She took my hand in hers, offering me a steady long look, her dark eyes providing pools of kindness I could dive into.
“Oh yes. Here is the thing dear, I never know the first time a child is going to hear me—so I ask myself, what do I want them to hear?”
You never know the first time a child will hear you—so what do you want them to hear?
“You are brilliant, truly and indisputably, brilliant.” I told her with a squeeze of her hand.
I vaguely remember her giving me some reassurance that letting go of the inadequacy I was steeped in was well within my power, such sage advice.
Twenty two years have passed since that morning, I have shared Mrs. Magowans wisdom with countless others—I only wish I knew where she was so I could thank her for anchoring me in the constant quest for patience and a desire to have the words my children hear be filled with love: what a gift.
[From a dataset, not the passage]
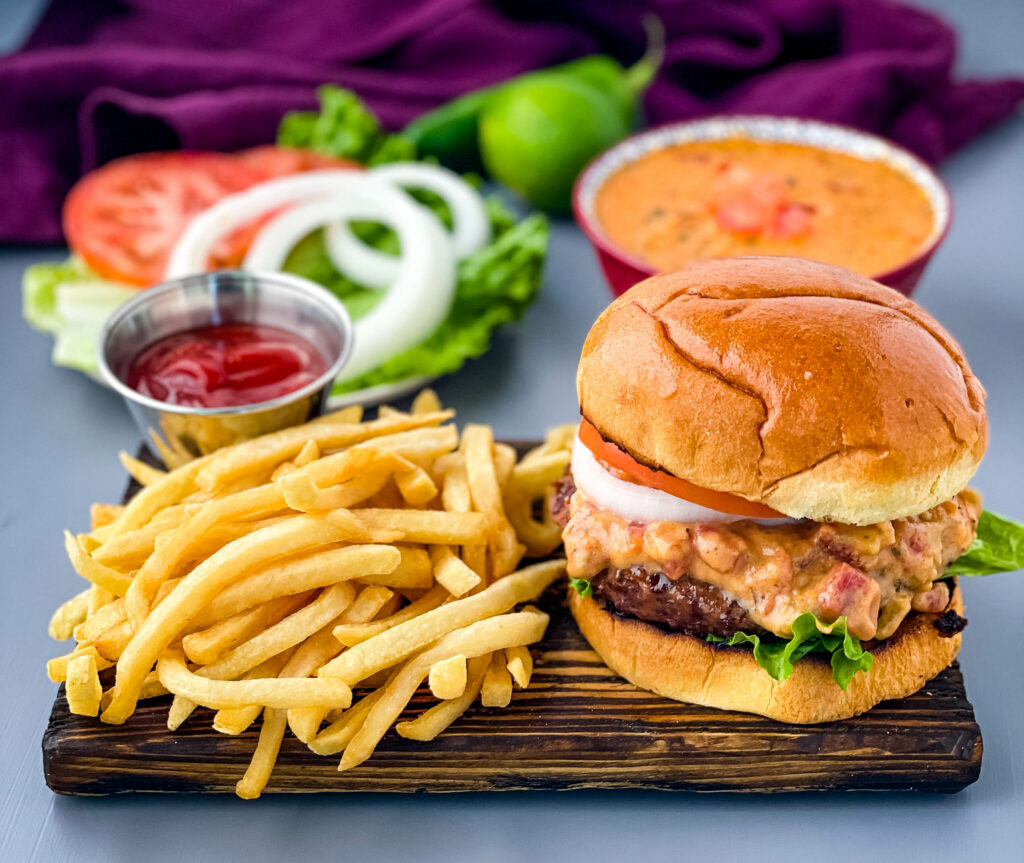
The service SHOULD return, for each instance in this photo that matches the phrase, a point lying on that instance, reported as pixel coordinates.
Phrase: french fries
(273, 576)
(82, 686)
Note: I was inspired to share this story about Mrs. Magowan after reading the equally heart breaking and poignant piece on Babble, written by Samantha Ettus, called, Overheard at Disneyland. In it she shares her observations while resting on a bench at Disneyland, sadly she is in a sea of anger–anger that is doled out onto the psyches of children. If only every parent had a Mrs. Magowan in their life. Children learn what they live and we owe it to them to be raised with the best we have to offer.